Michael Boyce: (1:04:05) I feel that for sure. I wouldn't call myself anti-metric either, but there's no substitute for just using the thing and just reflecting on whether or not it was good. And that honestly can take you pretty far in a lot of contexts.
Nathan Labenz: (1:04:21) Yeah. Sometimes I'll hear people say things like, we became 70% more efficient. What is 70% efficient? How? Does that mean less time? Does that mean—and so sometimes you'll see these metrics thrown out or oftentimes in the time reduction or the money saved too. Even there, I often just want to dig in because people will say, oh, this saves people on average five minutes, which—and they usually do times the number of employees that I have times expected workdays. And they say, oh, so it saved us $5 million. And I think that's one of the other metrics that I love to dig into because no one's ever going to give those $5 million back. So what happened with those $5 million? And so to me, I am as much interested in that emotional cognitive load. Is this moving in the right direction? As I am into trying to make things sound quantifiable that may or may not be. And that's the top line though is that we are looking at this across both the very quantifiable, very meaningful places, as well as these softer metrics that indicate that we're making the right decisions.
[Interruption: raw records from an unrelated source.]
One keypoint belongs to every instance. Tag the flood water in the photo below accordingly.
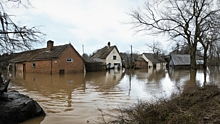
(77, 98)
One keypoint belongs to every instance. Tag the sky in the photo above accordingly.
(87, 24)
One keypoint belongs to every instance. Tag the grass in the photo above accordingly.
(193, 106)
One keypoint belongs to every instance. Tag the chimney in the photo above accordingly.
(109, 44)
(49, 45)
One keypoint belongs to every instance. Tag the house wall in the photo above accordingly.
(141, 64)
(109, 58)
(150, 64)
(58, 65)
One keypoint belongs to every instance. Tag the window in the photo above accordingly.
(33, 65)
(69, 60)
(114, 57)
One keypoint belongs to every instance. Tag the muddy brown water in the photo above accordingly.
(77, 98)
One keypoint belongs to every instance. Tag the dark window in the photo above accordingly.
(62, 71)
(114, 57)
(33, 65)
(69, 60)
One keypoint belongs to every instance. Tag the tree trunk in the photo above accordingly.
(193, 57)
(205, 58)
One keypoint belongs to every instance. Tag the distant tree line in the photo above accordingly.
(192, 23)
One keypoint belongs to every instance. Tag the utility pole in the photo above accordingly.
(83, 49)
(131, 57)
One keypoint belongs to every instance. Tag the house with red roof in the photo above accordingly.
(52, 59)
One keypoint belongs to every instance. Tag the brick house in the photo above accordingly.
(140, 63)
(52, 59)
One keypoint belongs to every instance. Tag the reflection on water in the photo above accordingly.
(76, 98)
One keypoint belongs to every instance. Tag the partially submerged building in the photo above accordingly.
(182, 61)
(151, 60)
(108, 56)
(52, 59)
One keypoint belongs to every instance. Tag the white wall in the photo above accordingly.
(150, 64)
(109, 58)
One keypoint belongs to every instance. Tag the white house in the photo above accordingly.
(109, 55)
(154, 60)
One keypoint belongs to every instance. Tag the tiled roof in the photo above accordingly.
(154, 58)
(180, 59)
(101, 53)
(40, 54)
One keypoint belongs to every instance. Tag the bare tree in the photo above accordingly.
(14, 37)
(180, 19)
(155, 46)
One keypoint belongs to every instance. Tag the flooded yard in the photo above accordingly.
(76, 98)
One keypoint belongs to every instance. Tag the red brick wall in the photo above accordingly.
(141, 64)
(58, 64)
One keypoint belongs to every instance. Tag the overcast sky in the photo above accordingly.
(88, 23)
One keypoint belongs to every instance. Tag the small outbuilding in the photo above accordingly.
(183, 61)
(153, 60)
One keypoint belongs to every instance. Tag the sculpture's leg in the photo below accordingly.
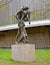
(18, 34)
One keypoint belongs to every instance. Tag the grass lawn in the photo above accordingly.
(42, 58)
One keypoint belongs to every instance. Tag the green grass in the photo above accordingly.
(42, 58)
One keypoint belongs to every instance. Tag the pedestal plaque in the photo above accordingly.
(23, 52)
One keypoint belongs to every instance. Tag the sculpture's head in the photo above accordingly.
(25, 8)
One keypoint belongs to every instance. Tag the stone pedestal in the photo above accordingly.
(23, 52)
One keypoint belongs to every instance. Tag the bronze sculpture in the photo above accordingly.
(22, 16)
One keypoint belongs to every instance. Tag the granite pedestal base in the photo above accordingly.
(23, 52)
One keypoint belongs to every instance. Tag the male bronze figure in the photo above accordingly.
(22, 16)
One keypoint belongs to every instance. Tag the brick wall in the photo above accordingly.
(40, 36)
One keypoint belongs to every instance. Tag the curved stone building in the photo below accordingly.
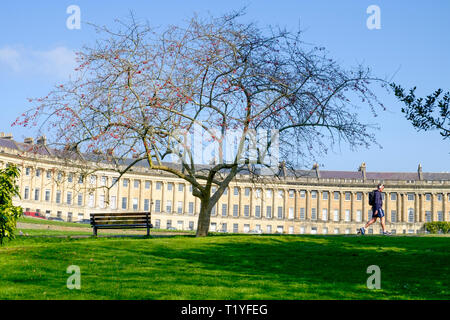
(312, 202)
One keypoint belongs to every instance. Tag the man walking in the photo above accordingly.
(377, 211)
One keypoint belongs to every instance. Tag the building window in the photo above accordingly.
(280, 212)
(146, 205)
(393, 216)
(313, 214)
(347, 215)
(324, 214)
(302, 213)
(69, 197)
(358, 215)
(224, 210)
(258, 211)
(410, 215)
(336, 215)
(113, 202)
(269, 212)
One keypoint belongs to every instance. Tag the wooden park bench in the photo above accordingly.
(124, 220)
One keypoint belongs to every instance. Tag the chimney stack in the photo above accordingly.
(316, 167)
(7, 136)
(42, 140)
(362, 168)
(419, 171)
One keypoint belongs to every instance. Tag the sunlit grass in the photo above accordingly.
(226, 267)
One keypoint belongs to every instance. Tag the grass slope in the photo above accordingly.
(226, 267)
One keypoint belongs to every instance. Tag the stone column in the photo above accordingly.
(308, 207)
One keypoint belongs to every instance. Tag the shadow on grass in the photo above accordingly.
(240, 267)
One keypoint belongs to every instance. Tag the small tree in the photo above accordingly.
(140, 89)
(430, 113)
(8, 212)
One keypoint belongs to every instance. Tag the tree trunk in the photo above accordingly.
(204, 218)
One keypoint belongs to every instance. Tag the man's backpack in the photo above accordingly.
(372, 198)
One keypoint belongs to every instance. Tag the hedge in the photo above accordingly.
(435, 227)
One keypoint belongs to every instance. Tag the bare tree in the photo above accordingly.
(139, 91)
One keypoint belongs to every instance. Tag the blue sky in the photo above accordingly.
(36, 52)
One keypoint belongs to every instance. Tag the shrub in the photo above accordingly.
(8, 212)
(435, 227)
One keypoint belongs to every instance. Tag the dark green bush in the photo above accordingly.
(436, 226)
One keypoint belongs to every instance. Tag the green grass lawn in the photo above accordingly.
(226, 267)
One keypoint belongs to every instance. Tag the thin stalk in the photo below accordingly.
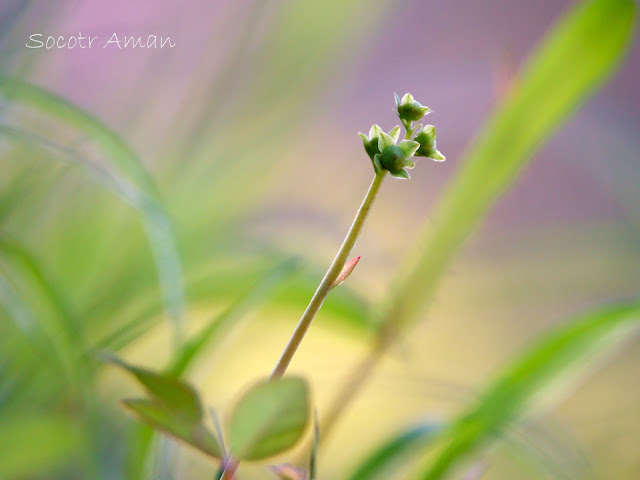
(329, 278)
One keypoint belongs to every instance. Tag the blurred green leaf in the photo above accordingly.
(289, 472)
(123, 173)
(270, 418)
(167, 420)
(260, 292)
(32, 445)
(575, 58)
(172, 393)
(551, 360)
(392, 455)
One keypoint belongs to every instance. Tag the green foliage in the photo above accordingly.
(270, 418)
(57, 320)
(31, 444)
(258, 293)
(395, 453)
(175, 423)
(589, 42)
(174, 394)
(552, 359)
(175, 408)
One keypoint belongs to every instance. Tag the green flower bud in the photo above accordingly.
(427, 140)
(410, 110)
(372, 142)
(395, 158)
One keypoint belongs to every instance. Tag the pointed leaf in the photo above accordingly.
(589, 43)
(162, 418)
(175, 395)
(270, 418)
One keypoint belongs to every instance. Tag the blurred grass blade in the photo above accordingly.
(123, 170)
(390, 456)
(573, 60)
(259, 293)
(33, 445)
(557, 358)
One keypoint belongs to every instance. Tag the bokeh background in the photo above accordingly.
(248, 131)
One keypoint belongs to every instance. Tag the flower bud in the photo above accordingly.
(409, 109)
(371, 142)
(427, 140)
(395, 158)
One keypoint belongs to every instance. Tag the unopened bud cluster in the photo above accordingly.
(387, 154)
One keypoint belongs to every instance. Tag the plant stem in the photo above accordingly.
(329, 278)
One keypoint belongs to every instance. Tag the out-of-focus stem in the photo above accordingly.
(329, 278)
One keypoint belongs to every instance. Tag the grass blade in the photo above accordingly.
(383, 461)
(35, 444)
(259, 293)
(589, 43)
(552, 360)
(124, 173)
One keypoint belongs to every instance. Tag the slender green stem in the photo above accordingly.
(329, 278)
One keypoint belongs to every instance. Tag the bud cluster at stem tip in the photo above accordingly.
(387, 154)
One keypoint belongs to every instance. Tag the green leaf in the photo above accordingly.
(257, 294)
(270, 418)
(175, 395)
(36, 444)
(552, 360)
(191, 431)
(124, 174)
(383, 462)
(575, 58)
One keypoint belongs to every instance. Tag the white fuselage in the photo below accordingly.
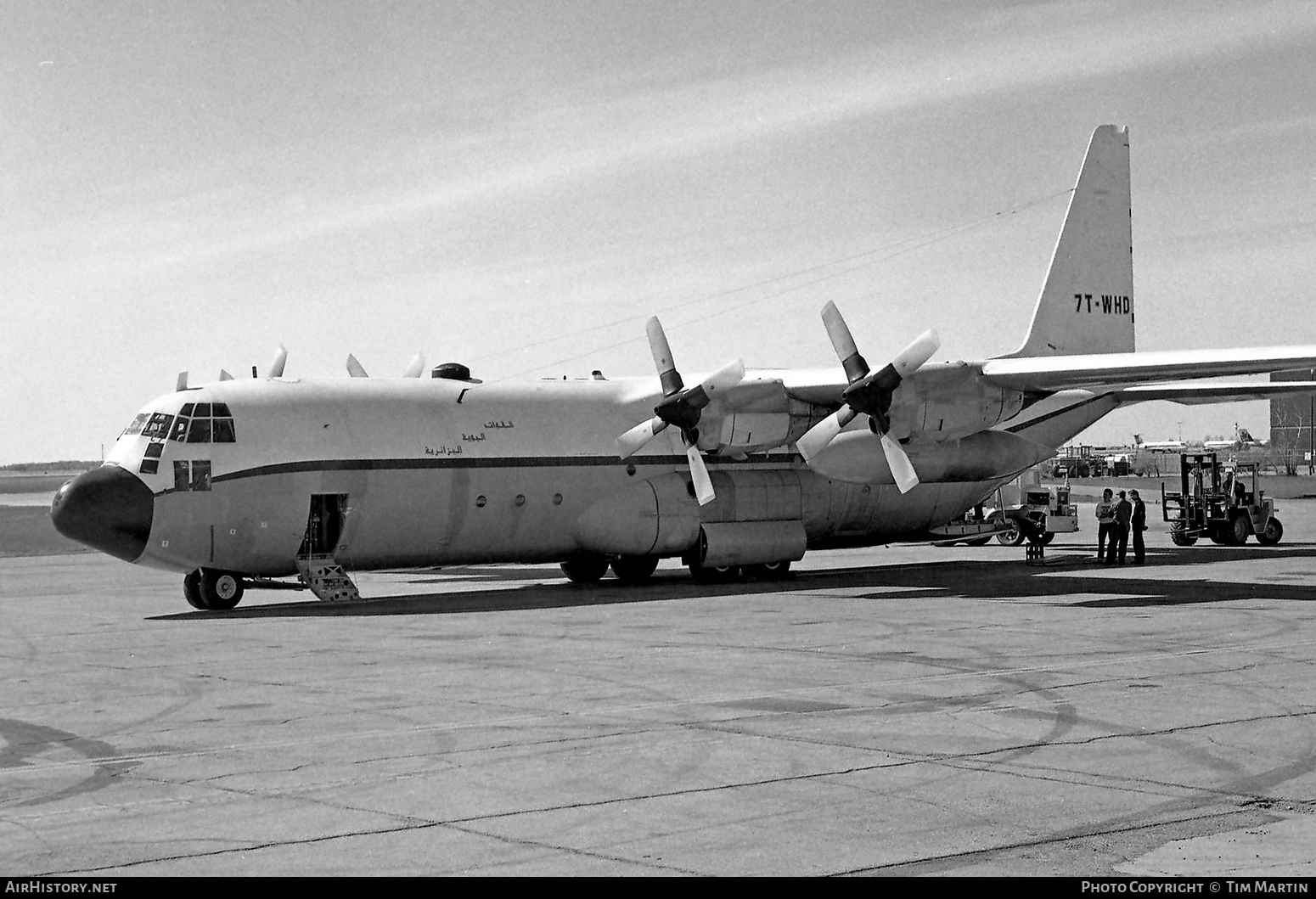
(435, 471)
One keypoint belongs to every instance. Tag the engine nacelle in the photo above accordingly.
(857, 457)
(949, 403)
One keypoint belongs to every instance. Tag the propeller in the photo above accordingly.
(280, 358)
(416, 366)
(413, 368)
(869, 394)
(679, 407)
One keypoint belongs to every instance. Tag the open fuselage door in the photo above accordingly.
(316, 562)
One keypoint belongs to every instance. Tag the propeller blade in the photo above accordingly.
(638, 437)
(919, 351)
(816, 439)
(416, 368)
(699, 475)
(902, 469)
(280, 358)
(844, 344)
(727, 377)
(667, 374)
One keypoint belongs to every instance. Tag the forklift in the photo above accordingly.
(1219, 502)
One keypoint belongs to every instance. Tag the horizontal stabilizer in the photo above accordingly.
(1052, 373)
(1218, 391)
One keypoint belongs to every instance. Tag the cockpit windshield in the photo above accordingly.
(195, 423)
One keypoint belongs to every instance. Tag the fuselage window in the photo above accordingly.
(194, 474)
(138, 423)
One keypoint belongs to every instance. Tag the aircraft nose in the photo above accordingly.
(105, 508)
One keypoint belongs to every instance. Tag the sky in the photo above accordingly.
(519, 186)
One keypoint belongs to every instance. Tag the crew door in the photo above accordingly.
(324, 524)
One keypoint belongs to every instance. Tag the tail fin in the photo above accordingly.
(1088, 301)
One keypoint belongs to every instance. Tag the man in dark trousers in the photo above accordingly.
(1120, 536)
(1139, 521)
(1105, 524)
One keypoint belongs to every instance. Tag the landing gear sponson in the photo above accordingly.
(638, 569)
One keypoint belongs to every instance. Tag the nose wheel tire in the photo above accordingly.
(706, 574)
(768, 570)
(584, 569)
(634, 569)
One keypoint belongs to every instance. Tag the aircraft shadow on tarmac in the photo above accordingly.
(1119, 586)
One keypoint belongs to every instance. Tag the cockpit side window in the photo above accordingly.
(138, 423)
(158, 425)
(195, 423)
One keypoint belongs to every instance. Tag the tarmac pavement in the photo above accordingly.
(902, 710)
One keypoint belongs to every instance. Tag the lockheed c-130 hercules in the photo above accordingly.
(242, 480)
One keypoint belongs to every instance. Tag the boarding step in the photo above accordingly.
(327, 578)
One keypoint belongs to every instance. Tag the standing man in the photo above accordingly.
(1105, 524)
(1139, 523)
(1122, 519)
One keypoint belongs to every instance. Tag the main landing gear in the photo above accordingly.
(211, 590)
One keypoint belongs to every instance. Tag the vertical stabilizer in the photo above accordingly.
(1088, 301)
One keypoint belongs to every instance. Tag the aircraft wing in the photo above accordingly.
(1053, 373)
(1216, 391)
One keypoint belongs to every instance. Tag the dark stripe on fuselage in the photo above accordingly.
(502, 463)
(1033, 423)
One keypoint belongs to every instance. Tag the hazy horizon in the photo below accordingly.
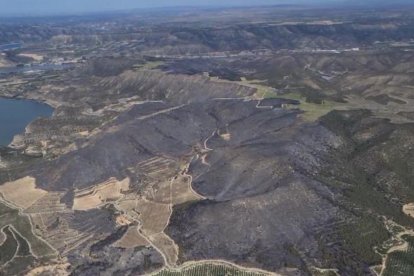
(56, 7)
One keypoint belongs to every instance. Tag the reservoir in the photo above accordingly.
(16, 114)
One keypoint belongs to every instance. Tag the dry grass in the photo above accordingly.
(167, 246)
(110, 190)
(22, 193)
(153, 216)
(132, 239)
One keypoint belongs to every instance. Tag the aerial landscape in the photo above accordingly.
(244, 138)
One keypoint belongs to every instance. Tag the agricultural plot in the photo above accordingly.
(22, 225)
(110, 190)
(209, 269)
(401, 262)
(22, 193)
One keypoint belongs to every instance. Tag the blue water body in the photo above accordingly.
(15, 115)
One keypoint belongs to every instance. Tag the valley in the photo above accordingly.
(242, 141)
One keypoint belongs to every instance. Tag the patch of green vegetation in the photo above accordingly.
(312, 110)
(401, 262)
(22, 224)
(362, 236)
(208, 270)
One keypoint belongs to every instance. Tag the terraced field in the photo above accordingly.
(401, 262)
(209, 269)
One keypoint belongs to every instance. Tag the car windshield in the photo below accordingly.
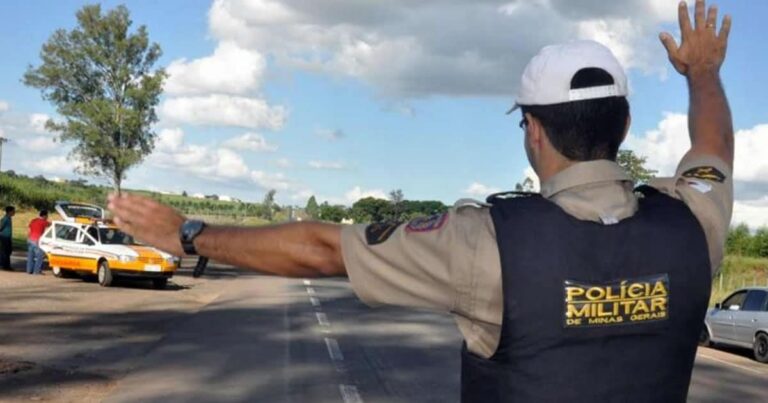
(79, 210)
(112, 236)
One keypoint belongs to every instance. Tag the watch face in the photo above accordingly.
(191, 228)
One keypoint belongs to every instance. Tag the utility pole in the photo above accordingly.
(2, 140)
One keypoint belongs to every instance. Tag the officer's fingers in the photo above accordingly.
(725, 29)
(712, 18)
(684, 19)
(669, 43)
(699, 14)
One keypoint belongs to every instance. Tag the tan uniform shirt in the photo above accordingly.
(452, 264)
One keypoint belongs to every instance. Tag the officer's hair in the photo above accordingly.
(585, 130)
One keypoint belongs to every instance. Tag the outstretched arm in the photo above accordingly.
(295, 250)
(699, 58)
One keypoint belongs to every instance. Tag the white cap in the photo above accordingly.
(547, 77)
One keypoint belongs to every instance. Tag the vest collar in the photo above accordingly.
(583, 173)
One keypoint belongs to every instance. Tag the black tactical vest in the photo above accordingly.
(592, 312)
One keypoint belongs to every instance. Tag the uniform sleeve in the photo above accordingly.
(424, 263)
(705, 185)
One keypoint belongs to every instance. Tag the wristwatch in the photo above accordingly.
(188, 232)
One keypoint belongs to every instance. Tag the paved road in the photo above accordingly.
(243, 337)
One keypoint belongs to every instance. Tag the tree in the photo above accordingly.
(369, 209)
(312, 209)
(333, 213)
(100, 78)
(396, 198)
(634, 165)
(269, 204)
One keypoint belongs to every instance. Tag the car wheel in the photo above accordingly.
(704, 338)
(104, 274)
(159, 283)
(57, 271)
(761, 347)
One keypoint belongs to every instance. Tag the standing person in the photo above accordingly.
(589, 291)
(35, 255)
(6, 237)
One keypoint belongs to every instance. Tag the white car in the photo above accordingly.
(741, 320)
(85, 243)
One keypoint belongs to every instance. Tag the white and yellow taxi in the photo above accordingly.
(84, 242)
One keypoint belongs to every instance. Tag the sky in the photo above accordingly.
(343, 99)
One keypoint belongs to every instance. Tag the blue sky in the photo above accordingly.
(363, 98)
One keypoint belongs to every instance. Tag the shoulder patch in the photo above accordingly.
(709, 173)
(426, 224)
(379, 232)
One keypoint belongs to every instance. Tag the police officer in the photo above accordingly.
(588, 291)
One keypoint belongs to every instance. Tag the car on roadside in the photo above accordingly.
(740, 320)
(83, 242)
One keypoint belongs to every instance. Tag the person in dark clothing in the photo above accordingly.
(6, 238)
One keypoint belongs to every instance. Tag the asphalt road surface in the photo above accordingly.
(234, 336)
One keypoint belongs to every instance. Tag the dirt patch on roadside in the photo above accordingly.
(27, 381)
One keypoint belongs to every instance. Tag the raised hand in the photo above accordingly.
(702, 49)
(148, 221)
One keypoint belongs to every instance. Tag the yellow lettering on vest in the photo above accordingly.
(640, 307)
(574, 312)
(635, 290)
(573, 292)
(659, 289)
(595, 293)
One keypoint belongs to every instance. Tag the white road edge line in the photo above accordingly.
(731, 364)
(333, 349)
(322, 319)
(350, 394)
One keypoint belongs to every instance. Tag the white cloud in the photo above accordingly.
(284, 163)
(407, 48)
(223, 110)
(754, 213)
(169, 140)
(266, 180)
(327, 165)
(331, 135)
(358, 193)
(250, 142)
(665, 146)
(480, 191)
(230, 70)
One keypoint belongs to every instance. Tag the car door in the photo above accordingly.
(745, 321)
(721, 320)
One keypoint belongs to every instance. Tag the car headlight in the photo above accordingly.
(127, 258)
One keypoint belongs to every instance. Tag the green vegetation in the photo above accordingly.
(737, 272)
(100, 78)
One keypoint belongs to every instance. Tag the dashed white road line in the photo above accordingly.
(333, 349)
(322, 319)
(350, 394)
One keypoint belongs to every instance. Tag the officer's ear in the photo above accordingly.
(626, 128)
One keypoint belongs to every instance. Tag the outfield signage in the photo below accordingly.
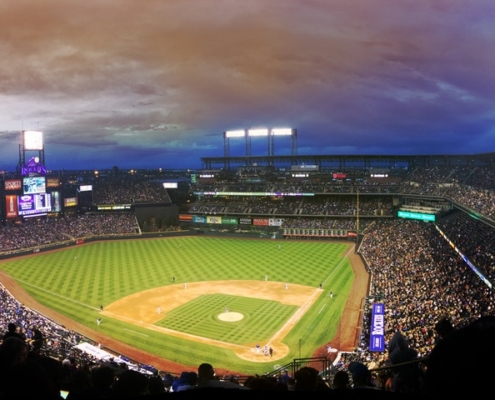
(276, 221)
(199, 219)
(185, 217)
(14, 184)
(229, 221)
(377, 335)
(213, 220)
(414, 215)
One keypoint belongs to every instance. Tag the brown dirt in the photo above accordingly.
(145, 311)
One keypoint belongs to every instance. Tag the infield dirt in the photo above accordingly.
(346, 338)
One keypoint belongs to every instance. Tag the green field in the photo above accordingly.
(75, 281)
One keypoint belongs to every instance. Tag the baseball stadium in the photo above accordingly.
(266, 268)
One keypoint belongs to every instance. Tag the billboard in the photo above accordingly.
(13, 184)
(56, 202)
(199, 219)
(70, 201)
(377, 335)
(33, 184)
(34, 204)
(11, 206)
(213, 220)
(415, 215)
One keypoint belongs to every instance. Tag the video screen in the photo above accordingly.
(34, 204)
(34, 184)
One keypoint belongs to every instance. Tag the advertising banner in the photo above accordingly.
(11, 205)
(276, 221)
(13, 184)
(229, 221)
(377, 336)
(261, 221)
(185, 217)
(199, 219)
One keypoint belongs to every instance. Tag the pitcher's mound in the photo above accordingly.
(230, 316)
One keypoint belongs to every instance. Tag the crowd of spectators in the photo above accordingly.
(35, 233)
(423, 282)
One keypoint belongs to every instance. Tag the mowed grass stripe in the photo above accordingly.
(262, 318)
(107, 271)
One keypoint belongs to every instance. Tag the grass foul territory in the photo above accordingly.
(199, 299)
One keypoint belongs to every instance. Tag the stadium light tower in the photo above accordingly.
(31, 141)
(248, 134)
(226, 143)
(283, 132)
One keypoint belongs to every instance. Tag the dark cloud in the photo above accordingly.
(155, 84)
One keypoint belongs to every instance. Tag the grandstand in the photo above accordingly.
(421, 271)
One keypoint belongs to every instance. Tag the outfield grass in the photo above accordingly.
(75, 281)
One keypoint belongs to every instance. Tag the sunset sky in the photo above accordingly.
(155, 83)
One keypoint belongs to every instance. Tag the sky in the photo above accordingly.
(155, 84)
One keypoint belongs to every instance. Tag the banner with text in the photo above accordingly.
(377, 335)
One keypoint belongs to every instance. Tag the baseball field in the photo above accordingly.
(196, 299)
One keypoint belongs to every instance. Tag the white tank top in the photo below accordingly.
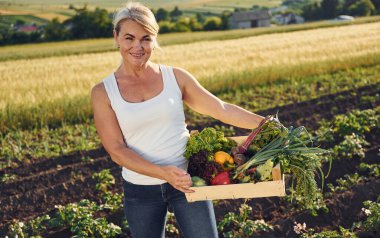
(155, 129)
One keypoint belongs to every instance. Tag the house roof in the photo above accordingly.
(251, 15)
(27, 28)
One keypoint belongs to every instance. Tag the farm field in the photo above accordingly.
(60, 8)
(58, 181)
(41, 50)
(266, 58)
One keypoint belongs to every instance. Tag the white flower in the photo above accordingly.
(298, 228)
(367, 212)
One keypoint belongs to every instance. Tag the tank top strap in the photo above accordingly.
(110, 88)
(170, 79)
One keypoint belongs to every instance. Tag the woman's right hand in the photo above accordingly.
(178, 178)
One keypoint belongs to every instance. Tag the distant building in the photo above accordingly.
(289, 18)
(249, 19)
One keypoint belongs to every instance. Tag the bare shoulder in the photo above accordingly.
(182, 74)
(98, 93)
(184, 78)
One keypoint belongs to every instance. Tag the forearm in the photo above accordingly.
(239, 117)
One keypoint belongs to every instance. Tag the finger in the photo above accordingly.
(185, 190)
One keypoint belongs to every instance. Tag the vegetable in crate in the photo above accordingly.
(198, 182)
(209, 140)
(292, 149)
(201, 149)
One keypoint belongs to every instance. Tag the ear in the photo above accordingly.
(115, 37)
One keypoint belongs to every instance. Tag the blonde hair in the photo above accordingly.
(139, 13)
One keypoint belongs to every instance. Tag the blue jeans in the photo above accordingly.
(145, 208)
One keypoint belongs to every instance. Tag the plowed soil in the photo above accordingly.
(48, 182)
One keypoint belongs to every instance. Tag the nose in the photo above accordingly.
(137, 44)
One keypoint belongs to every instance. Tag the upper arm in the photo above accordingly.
(196, 96)
(105, 120)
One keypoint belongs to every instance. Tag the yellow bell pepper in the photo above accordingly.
(224, 159)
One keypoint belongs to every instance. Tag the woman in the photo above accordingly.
(138, 112)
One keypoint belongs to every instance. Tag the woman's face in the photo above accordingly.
(136, 44)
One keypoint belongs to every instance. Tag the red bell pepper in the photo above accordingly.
(221, 179)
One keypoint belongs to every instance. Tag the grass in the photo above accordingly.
(49, 91)
(41, 142)
(41, 50)
(7, 20)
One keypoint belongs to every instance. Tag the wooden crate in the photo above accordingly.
(244, 190)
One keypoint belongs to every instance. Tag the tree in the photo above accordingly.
(376, 4)
(361, 8)
(54, 30)
(311, 11)
(195, 25)
(329, 8)
(166, 26)
(200, 17)
(212, 24)
(87, 24)
(175, 13)
(162, 15)
(225, 20)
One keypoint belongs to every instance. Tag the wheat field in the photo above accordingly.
(29, 82)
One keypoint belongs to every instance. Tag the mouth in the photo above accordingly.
(137, 55)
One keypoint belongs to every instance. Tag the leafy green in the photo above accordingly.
(210, 140)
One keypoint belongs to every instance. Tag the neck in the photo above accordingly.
(133, 70)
Michael Boyce: (1:05:29) I've got a few kind of sequenced in my mind in a row here. One is, what's the vision for the future of the department that's AI-enabled? Second is, are the models already good enough to do most of the stuff you need them to do, or are there things that they can't do? And then third, if we don't get there, if in five years we're mostly still doing things the same way that we are today, what is the most likely cause of that failure to transform?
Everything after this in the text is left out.